Finding a fishing guide for a single day outing is not an easy feat, especially as today is the last day of the season on the River Laxa.  Rivers run through private land and permits are sold for sections "beats" on the river. Agents handle all beat permits, take reservations and arrange for guides or lodges. On the upper Laxa, permits are only given to those staying at the lodges. The lower Laxa is below the dam and available for 5-6 hour slots from 9-3pm or 3-9pm. Since Ray didn't bring any equipment or waders/boots, the guide would need to get them in Akureyi. To complicate things, the weather is cold and gusty. But all is well- Ray's guide is a Ph.D. Student in fish biology, making for interesting conversation. He caught many trout, didn't get too cold, and basically had a good time. All is well!

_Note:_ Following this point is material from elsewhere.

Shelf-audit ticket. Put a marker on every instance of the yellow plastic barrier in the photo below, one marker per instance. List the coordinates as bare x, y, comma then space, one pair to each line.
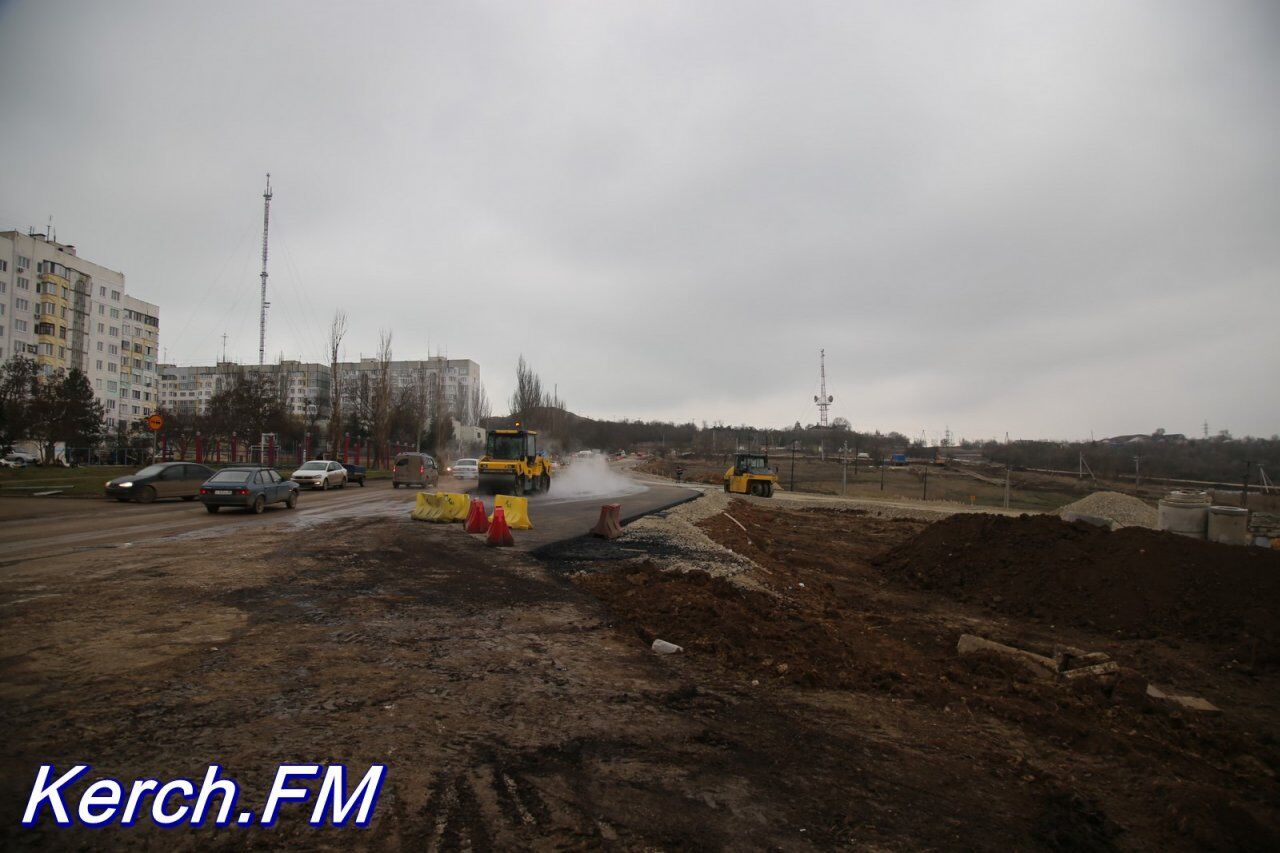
440, 507
516, 511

Dinner is at the quiet Rub 23 across the street, praised for their fresh seafood, sushi and dry rubs. My salmon is buttery melt in your mouth, scallops are fresh and tender and the langoustines herb covered and tasty. 

What a luxury to have a hot shower in a heated room! Their high flow shower head, compared to our conservation minded California low flow head, delivers the fullest shower I have had in ages. The water in Iceland flows from mountains and glaciers, and is apparently drinkable everywhere, meaning streams and waterfalls. It is also the best tasting water I have ever had. 

Did you know that Icelanders have the highest life expectancy? I'm not surprised given the clean air and water, healthy lifestyle and diet, and food that is produced naturally in unpolluted environments. You just have to be able to withstand the elements!